AS gunman Derrick Bird made his way across West Cumbria on a shooting rampage police did everything they could to stop him and protect the public.

Assistant Chief Constable Andy Slattery was responsible for overseeing the immediate investigative response and managed the incident as it unfolded.

He said: “It was an extremely high pressure incident for everybody involved. It was surreal because this isn’t something you ever anticipate is going to happen. It’s something that doesn’t feel real at the time when it’s happening but it’s what we are trained to deal with.”

ACC Slattery, who was Detective Superintendent at the time, said intelligence played a key part. The urgency was to find out who the suspect was and where he was.

Events weren’t reported to police in chronological order and he said it was difficult to make sense of Bird’s movements. As police managed to build up a picture of what was going on, intelligence staff informed and warned the public, contacting businesses along the Eskdale Valley to ensure people took shelter and got inside.

Armed officers from across the county were deployed - including those on rest days or leave who volunteered for duty - along with CNC armed officers and dog handlers from Sellafield and an RAF helicopter.
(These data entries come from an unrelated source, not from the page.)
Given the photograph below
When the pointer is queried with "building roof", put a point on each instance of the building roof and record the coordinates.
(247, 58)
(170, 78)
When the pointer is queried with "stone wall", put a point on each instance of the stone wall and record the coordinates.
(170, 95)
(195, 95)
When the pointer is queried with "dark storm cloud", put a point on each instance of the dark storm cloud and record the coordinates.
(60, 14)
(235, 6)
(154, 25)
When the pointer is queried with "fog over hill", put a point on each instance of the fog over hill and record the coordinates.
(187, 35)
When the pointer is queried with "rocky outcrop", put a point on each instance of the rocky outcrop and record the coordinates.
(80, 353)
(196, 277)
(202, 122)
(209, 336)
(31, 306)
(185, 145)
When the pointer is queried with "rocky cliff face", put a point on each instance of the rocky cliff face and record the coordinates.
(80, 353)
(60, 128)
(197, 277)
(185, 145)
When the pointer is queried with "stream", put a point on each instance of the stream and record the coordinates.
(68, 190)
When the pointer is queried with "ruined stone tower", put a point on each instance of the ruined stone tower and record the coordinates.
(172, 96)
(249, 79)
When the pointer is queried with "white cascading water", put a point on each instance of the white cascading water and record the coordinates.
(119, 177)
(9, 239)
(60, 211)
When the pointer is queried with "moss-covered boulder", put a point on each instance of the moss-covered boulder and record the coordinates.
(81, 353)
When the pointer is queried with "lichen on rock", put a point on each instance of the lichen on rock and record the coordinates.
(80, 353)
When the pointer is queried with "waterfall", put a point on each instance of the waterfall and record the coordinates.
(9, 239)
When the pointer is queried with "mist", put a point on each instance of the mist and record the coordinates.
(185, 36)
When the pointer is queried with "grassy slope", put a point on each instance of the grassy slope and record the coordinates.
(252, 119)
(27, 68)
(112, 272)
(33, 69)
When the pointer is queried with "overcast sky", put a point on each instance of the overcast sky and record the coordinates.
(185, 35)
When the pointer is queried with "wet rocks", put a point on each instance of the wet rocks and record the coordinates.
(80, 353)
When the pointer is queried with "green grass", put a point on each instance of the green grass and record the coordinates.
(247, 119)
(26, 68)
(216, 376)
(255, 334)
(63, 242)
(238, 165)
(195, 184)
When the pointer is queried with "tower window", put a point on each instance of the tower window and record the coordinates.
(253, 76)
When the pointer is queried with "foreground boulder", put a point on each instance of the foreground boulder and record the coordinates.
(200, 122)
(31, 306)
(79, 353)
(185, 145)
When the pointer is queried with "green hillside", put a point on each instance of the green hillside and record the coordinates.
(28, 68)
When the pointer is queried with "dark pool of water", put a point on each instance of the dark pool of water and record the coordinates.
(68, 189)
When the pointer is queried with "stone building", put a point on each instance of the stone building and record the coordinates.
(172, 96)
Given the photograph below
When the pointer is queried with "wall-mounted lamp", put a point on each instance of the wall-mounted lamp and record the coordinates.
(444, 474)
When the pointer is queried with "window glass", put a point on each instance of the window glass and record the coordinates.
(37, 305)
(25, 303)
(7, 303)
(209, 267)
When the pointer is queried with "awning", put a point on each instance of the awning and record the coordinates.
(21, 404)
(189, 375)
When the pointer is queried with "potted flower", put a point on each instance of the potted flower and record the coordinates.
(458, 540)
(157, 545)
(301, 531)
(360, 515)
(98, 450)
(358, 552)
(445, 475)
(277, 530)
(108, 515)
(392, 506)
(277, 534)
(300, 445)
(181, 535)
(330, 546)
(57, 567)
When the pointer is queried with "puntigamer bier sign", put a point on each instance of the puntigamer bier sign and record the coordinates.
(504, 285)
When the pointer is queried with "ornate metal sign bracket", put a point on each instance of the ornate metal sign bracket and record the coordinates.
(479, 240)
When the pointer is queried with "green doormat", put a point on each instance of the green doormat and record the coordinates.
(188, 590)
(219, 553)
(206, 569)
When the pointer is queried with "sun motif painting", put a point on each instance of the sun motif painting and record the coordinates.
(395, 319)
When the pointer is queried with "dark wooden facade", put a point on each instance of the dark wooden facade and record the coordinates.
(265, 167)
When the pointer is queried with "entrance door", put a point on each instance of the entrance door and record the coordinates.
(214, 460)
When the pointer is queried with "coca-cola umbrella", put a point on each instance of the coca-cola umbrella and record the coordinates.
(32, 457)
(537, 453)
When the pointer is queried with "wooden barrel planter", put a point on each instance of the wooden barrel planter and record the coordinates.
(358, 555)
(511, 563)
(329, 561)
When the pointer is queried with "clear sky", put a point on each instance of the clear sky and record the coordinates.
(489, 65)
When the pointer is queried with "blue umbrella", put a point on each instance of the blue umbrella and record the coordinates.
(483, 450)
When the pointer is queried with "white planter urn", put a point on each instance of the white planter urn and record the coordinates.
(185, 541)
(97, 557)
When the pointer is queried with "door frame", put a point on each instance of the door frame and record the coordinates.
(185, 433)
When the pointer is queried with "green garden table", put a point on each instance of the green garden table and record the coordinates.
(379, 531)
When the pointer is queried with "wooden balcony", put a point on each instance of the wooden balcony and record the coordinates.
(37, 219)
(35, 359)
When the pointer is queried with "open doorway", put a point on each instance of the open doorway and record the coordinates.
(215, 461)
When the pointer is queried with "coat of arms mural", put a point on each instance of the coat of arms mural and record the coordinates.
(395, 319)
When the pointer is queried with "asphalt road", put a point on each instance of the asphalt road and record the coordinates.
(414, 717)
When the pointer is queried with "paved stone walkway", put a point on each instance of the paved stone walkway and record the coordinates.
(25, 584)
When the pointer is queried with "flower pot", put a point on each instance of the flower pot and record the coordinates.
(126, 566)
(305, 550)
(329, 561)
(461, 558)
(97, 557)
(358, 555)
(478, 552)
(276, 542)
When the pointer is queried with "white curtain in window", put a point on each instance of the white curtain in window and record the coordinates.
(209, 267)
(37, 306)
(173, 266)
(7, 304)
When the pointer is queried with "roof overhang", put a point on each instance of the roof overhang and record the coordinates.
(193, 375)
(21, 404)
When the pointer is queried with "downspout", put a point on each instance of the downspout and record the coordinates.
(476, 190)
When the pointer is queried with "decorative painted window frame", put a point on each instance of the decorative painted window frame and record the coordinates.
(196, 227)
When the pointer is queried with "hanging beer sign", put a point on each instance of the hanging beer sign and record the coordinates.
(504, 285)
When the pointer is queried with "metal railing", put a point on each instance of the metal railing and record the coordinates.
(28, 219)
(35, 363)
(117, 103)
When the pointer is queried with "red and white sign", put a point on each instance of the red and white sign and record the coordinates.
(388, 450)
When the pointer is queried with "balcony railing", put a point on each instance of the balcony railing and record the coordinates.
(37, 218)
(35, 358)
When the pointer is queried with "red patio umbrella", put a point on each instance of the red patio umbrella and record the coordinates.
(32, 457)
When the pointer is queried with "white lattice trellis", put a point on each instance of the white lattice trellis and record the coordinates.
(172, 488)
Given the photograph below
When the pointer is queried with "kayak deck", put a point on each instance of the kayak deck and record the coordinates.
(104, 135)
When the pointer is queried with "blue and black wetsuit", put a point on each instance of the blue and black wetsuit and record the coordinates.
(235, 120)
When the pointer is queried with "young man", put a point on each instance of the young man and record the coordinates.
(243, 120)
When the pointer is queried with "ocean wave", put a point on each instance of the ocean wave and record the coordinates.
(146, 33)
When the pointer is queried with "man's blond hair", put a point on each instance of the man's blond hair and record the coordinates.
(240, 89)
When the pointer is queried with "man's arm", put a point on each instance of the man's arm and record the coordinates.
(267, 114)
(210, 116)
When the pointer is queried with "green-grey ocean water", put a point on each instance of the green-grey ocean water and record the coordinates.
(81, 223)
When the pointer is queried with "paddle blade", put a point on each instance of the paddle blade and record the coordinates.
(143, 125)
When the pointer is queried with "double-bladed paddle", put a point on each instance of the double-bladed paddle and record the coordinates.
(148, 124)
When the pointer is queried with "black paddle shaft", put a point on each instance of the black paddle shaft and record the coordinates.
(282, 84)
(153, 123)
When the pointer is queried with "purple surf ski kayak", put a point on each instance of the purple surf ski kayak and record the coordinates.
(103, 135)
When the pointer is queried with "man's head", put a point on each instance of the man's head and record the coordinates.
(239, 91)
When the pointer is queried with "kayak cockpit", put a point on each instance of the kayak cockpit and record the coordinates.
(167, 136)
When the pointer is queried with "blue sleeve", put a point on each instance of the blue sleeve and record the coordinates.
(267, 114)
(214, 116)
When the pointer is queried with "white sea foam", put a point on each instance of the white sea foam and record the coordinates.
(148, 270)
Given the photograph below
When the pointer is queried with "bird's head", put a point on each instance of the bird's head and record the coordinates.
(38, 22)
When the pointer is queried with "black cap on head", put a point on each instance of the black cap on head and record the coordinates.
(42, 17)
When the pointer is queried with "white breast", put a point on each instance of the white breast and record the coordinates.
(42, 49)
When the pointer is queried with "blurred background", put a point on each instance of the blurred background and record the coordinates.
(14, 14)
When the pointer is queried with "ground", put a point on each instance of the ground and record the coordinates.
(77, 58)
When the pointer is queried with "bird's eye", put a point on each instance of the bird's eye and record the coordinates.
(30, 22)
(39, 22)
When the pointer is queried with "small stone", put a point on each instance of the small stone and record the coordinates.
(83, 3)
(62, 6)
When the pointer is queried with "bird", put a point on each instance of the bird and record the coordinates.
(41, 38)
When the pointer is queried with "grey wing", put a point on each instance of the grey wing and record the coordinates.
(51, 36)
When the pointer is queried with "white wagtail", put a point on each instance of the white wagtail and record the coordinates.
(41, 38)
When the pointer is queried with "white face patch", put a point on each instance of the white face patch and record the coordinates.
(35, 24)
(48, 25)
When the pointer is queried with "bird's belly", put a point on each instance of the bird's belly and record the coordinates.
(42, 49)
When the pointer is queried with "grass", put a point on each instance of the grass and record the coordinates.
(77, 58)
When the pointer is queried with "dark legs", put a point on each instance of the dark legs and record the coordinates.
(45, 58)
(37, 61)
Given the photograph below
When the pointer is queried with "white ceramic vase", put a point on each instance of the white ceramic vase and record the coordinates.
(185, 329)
“We are all human and all joined the police because we want to help people who are in need,” ACC Slattery continued. “We were all very deeply affected by the events that day and for a long time afterwards. As the event unfolded people were losing their lives. It was a really traumatic experience for anybody who was responding to that from any of the services.
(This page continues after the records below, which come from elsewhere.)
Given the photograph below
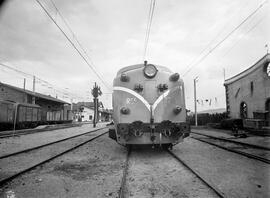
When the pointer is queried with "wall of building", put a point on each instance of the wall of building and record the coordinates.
(87, 114)
(241, 91)
(7, 93)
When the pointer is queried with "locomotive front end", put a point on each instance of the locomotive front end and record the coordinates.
(149, 106)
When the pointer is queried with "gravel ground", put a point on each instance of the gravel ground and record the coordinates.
(94, 170)
(155, 173)
(17, 143)
(254, 151)
(235, 175)
(11, 165)
(257, 140)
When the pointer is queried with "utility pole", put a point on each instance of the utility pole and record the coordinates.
(24, 82)
(195, 101)
(34, 89)
(96, 92)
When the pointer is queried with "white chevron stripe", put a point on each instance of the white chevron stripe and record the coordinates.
(164, 95)
(130, 91)
(148, 106)
(160, 98)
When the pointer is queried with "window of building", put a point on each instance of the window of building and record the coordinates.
(251, 87)
(243, 110)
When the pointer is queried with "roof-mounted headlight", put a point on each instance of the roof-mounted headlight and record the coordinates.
(150, 71)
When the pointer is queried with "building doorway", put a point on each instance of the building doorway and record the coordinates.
(243, 110)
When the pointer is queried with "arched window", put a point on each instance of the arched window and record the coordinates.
(243, 110)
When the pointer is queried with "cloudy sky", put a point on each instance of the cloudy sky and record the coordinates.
(112, 33)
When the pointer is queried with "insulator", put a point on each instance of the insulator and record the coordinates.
(174, 77)
(177, 110)
(125, 110)
(124, 77)
(138, 87)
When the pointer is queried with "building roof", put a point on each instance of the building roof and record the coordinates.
(249, 70)
(37, 95)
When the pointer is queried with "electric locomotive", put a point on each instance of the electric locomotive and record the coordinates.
(148, 106)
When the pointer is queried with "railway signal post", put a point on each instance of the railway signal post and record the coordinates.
(96, 92)
(195, 101)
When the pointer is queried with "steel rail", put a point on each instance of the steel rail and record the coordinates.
(233, 141)
(4, 134)
(208, 183)
(125, 172)
(8, 179)
(48, 144)
(236, 151)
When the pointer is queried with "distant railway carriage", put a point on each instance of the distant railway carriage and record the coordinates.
(148, 106)
(25, 115)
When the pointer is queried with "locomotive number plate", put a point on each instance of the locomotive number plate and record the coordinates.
(131, 100)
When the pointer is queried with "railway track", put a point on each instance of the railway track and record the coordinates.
(123, 191)
(208, 183)
(4, 134)
(5, 178)
(252, 151)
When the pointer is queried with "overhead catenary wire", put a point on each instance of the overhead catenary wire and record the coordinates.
(148, 28)
(73, 45)
(39, 80)
(247, 32)
(190, 67)
(71, 31)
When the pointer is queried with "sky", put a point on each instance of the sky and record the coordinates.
(112, 34)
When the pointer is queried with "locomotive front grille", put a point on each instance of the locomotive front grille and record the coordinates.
(166, 128)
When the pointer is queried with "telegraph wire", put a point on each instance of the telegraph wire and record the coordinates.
(73, 45)
(225, 38)
(212, 41)
(39, 80)
(248, 31)
(71, 31)
(148, 28)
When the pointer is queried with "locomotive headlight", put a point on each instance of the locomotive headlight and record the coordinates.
(150, 71)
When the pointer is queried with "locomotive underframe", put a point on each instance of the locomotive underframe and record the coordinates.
(165, 132)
“I’ve dealt with a lot of tragic circumstances and a lot of very difficult incidents and, up until the coronavirus this year, I would say without a doubt the shootings in Cumbria were the most extraordinary and difficult experience I’d had in my career. It’s very difficult to compare the events of 2010 with the current pandemic, and my role is different in the two, but they are equally impactive and equally extraordinary events.”
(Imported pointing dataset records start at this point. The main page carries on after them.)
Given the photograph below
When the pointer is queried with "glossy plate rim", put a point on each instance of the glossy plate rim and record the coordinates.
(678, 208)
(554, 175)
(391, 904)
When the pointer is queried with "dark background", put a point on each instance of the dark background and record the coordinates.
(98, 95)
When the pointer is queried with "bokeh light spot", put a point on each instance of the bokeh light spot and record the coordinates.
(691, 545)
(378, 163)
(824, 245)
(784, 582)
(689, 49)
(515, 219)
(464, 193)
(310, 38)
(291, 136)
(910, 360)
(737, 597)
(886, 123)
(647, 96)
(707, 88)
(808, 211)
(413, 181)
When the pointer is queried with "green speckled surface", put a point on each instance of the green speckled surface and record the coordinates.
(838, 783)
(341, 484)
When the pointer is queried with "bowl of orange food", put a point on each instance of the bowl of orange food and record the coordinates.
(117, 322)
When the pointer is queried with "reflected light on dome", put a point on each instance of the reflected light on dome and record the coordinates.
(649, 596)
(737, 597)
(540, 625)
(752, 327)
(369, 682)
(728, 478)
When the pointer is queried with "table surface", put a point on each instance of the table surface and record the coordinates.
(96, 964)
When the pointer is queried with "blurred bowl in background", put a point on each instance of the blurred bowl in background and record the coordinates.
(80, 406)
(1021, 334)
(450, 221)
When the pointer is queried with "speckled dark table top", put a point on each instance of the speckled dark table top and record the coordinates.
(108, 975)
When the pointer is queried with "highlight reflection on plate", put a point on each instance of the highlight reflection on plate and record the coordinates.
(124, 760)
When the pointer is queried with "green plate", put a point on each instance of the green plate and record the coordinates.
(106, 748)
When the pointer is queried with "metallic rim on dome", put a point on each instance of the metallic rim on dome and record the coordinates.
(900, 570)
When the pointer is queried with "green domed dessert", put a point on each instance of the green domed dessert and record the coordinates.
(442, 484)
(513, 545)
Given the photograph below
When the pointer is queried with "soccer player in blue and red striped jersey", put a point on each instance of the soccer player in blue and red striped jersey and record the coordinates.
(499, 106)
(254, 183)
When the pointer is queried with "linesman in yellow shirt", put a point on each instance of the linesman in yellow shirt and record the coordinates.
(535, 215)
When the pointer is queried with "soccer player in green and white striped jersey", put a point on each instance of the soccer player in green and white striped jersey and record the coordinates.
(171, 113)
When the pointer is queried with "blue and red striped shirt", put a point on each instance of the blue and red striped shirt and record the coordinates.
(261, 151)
ACC Slattery added that the strength, resolve and community spirit in West Cumbria was the one positive that stood out.

“The way in which the community came together to support the families who were bereaved, and the families of the 11 people who were also very badly injured as well, was humbling,” he said.

“Our local population in West Cumbria were extremely supportive of the police and of the actions we took on the day.

“Cumbria is a place where the police are very much part of the community. We all serve the community and that spirit of mutual support between the police and the public and the other local authorities was the most memorable aspect of this terrible tragedy and the one positive that came out of it for me.”

In line with the way the community remember the event, police reflected quietly remembering the 12 victims who lost their lives.